I don’t see why you can’t be a hard working farmer and attractive at the same time.

That’s not a nice thing to say, and if you can’t say anything nice [interrupted]
I know, I know, and then don’t say anything at all.
They look like very pleasant down to earth people
They look boring as hell. And if that is his daughter then I’m a monkey’s uncle.
Well you really don’t know much about art do you.
And neither do you.
I know what I like.
I know what I don’t like, and I don’t like what you like.
You liked that one of the diner.
Yes, I did.

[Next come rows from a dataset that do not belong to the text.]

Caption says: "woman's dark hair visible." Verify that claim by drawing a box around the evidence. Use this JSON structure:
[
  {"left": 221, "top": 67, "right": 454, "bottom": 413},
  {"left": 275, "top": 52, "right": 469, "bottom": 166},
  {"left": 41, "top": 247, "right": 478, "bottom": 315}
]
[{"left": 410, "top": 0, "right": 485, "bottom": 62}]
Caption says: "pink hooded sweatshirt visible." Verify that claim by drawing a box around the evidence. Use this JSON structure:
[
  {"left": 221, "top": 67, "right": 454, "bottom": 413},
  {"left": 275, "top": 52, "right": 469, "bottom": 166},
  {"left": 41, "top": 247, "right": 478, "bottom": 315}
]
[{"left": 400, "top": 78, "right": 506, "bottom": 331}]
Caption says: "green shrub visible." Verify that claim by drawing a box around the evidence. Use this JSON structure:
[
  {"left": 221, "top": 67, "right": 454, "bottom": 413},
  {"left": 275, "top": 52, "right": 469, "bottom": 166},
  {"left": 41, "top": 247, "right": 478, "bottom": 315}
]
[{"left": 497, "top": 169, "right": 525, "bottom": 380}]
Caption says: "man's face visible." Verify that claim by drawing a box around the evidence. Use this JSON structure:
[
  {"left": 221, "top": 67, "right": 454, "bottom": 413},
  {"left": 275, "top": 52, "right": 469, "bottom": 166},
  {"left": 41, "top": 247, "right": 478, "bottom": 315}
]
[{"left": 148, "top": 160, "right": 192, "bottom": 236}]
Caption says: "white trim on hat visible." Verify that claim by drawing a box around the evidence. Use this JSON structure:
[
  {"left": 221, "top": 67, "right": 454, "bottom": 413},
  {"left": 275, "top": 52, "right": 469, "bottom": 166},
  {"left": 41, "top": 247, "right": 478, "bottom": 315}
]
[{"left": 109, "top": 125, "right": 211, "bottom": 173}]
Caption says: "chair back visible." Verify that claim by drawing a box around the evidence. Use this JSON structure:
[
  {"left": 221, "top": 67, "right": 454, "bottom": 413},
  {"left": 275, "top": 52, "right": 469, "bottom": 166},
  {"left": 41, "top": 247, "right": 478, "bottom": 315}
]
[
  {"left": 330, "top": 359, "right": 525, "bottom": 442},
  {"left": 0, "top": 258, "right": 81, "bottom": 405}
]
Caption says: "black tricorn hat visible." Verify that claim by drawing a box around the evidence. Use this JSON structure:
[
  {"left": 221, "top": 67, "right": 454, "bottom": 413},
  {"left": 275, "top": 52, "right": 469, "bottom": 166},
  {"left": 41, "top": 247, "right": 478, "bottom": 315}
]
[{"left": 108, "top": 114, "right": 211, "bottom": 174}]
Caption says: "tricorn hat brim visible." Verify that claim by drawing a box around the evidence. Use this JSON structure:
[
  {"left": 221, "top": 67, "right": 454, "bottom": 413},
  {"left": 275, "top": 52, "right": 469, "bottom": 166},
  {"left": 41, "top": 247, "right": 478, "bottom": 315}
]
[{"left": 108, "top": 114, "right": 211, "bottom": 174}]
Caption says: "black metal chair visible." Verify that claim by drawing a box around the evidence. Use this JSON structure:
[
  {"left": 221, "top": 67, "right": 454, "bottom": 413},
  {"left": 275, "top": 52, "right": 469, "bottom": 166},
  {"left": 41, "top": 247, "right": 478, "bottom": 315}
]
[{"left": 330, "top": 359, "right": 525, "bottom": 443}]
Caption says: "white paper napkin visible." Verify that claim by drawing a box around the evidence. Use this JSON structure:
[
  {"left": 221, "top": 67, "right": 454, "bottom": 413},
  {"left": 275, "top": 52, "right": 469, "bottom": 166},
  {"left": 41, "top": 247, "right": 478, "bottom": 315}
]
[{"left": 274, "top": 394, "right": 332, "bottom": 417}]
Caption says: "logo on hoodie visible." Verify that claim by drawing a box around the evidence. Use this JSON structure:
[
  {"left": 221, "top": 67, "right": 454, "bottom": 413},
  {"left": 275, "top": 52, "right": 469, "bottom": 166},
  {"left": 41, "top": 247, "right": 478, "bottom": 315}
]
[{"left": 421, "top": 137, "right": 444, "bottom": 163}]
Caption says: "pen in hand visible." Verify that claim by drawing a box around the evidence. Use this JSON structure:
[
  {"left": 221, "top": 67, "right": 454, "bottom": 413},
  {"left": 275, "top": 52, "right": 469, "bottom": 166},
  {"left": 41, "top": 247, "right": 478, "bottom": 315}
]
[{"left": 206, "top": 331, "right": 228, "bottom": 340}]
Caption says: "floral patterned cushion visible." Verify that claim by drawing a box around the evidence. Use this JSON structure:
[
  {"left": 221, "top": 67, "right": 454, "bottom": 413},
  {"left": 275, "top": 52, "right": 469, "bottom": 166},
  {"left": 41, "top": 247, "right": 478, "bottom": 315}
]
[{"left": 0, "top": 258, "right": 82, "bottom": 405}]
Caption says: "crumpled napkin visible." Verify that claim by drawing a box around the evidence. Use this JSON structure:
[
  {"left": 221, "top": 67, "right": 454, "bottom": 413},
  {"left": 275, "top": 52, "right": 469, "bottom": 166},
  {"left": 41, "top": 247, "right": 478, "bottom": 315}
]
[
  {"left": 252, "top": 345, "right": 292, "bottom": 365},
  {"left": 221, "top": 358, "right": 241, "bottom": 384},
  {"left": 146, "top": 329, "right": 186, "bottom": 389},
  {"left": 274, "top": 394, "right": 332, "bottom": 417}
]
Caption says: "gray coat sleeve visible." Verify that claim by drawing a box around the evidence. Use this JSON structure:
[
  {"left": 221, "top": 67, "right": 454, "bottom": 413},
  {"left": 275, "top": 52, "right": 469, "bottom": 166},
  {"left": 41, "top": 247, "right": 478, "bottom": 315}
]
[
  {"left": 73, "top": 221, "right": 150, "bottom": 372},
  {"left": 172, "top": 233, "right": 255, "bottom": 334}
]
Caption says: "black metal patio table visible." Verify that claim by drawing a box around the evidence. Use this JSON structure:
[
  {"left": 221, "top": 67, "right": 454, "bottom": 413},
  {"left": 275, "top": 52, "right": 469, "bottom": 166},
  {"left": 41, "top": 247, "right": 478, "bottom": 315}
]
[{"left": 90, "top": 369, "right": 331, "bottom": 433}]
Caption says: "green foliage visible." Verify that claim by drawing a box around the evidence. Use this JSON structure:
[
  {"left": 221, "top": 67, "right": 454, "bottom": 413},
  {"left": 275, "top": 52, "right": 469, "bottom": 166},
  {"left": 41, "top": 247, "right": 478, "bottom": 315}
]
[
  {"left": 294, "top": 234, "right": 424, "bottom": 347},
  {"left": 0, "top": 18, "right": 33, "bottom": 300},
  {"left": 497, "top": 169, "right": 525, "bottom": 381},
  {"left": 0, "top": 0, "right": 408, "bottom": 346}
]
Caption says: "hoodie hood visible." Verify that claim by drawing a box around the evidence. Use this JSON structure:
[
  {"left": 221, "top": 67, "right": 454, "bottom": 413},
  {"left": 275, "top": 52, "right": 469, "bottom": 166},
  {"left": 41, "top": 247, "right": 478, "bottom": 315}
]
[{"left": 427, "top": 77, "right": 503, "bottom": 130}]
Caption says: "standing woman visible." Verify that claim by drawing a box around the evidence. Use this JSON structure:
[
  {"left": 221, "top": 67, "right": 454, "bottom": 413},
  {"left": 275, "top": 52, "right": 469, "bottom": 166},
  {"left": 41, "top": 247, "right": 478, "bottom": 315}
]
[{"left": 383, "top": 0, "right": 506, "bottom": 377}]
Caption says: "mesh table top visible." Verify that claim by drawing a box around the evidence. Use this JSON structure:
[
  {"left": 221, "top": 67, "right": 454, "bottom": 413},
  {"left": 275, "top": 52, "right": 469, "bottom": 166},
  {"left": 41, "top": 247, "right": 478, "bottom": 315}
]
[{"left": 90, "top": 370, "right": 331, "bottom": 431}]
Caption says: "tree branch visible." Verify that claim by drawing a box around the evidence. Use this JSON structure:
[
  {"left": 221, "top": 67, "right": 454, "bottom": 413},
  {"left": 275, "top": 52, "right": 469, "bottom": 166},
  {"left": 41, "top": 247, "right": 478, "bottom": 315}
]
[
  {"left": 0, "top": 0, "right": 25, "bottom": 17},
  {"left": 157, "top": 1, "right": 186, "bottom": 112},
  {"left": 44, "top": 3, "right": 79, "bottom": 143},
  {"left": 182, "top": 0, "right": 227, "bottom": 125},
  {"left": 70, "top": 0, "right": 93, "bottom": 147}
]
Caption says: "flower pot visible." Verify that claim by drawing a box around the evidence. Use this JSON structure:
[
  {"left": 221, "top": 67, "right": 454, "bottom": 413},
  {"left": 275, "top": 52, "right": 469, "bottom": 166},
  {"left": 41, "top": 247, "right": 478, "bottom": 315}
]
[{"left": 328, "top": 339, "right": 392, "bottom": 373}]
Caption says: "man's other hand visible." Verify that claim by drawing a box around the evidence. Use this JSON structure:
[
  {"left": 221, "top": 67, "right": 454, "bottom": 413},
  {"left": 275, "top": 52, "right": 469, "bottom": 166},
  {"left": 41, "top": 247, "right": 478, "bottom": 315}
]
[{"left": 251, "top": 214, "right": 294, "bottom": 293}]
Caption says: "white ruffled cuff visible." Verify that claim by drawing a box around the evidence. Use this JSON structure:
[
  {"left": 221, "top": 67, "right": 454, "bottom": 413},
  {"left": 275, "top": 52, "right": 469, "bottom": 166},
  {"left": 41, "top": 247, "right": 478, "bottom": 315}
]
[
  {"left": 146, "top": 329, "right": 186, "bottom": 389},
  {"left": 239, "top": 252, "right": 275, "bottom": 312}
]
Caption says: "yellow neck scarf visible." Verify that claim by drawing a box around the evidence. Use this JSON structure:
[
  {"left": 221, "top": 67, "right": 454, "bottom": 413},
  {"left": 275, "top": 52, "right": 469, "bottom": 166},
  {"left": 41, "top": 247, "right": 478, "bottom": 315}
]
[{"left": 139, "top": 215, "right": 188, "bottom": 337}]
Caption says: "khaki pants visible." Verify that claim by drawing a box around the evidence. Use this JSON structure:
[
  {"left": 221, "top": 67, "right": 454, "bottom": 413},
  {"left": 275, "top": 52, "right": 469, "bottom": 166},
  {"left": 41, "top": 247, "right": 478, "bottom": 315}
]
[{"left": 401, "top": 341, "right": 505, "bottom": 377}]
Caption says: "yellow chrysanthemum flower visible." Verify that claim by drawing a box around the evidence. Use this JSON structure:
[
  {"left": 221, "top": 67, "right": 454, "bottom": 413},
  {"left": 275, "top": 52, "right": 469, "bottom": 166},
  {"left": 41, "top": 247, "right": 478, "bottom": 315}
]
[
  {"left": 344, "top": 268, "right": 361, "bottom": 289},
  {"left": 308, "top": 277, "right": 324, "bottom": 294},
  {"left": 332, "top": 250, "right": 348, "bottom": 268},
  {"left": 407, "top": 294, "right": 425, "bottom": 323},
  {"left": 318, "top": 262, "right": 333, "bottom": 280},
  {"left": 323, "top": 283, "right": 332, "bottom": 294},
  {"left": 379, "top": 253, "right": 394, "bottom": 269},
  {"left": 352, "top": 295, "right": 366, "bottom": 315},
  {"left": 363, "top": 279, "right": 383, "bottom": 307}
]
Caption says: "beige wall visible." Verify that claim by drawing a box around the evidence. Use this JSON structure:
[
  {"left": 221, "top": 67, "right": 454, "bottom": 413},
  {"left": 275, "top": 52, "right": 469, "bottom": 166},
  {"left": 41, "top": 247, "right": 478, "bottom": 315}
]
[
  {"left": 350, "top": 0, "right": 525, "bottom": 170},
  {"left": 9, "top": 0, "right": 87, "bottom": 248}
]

I did like that one. The people in it are quite nice looking.
You can barely see their faces.
You can see enough to tell that they’re good looking.
I heard that the guy who took that photo of the glasses died of AIDS.
Where on earth did you hear that?
When you were in that room looking at all those flowers that look like vaginas I went into the next room and two very feminine gentlemen were standing in front of it and I overhead what they were saying. I think one of them might have been crying. He kept saying how beautiful the glasses were and how the water looked so clear and pure and how it was some kind of metaphor to illness.

Well what on earth was he crying about?
Feminine men get very worked up about AIDS sometimes.
Well I get thirsty looking at that photograph. It makes me thirsty. It certainly doesn’t make me cry, and if he died of AIDS, that photographer, well, it was his own damn fault.